Sexual Discrimination in Utah Child Custody and Parent-time Awards – I’m just going to leave this here (Part 1 of 2)

See Pusey v. Pusey, 728 P.2d 117, 121 (Utah 1986):

ZIMMERMAN, Justice (concurring in the result):

[I] also believe it is time to discontinue any hint of support for the notion of gender-based preferences in child custody cases. However, I believe that such a result can be achieved without resort to constitutional analysis.

The maternal preference existed in one form or another as a matter of legislative policy in Utah from 1903 to 1977, when section 30–3–10 of the Code was repealed by the legislature.1 See Jorgensen v. Jorgensen, 599 P.2d 510, 511 (Utah 1979). Despite the repeal of this statute, this Court has stated in dicta that as a matter of judicial policy we will continue to recognize a maternal preference when all other factors are equal. Id.; Henderson v. Henderson, 576 P.2d 1289, 1290 (Utah 1978)Smith v. Smith, 564 P.2d 307, 309 (Utah 1977). To date, we have not been presented with a case where all other factors have been equal.

The original justification for the use of a maternal preference was that it would be in the best interest of the child to be with the mother. Steiger v. Steiger, 4 Utah 2d 273, 276, 293 P.2d 418, 420 (1956). This was probably based on two assumptions which were current in 1903 when the presumption was enacted: first, that the mother almost invariably served as a child’s primary caregiver prior to divorce; and second, that biologically a child was simply better off with a mother.
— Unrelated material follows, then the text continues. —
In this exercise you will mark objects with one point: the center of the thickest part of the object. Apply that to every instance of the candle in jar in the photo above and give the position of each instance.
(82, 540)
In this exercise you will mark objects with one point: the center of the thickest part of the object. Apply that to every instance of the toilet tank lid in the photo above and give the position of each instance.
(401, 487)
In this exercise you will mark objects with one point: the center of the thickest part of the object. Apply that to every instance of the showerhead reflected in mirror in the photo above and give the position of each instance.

Concerning the first assumption, we can take judicial notice that today more women than ever before have entered the work force. Accordingly, it is much more likely today than when the presumption first arose that the mother will not have been the primary caregiver. As for the second assumption, it may represent the consensus of Victorian America, and today it may be a matter of individual opinion, but I am aware of no empirical evidence that supports the notion that females are superior caregivers, all other things being equal.

I see no need to perpetuate as judicial policy a preference that lacks any firm foundation in today’s world. This Court has maintained the preference in dicta despite legislative intent to the contrary, and it can and should abandon it without resort to constitutional analysis. Any legitimate interests served by the preference are equally well viewed by a gender-neutral primary caregiver preference.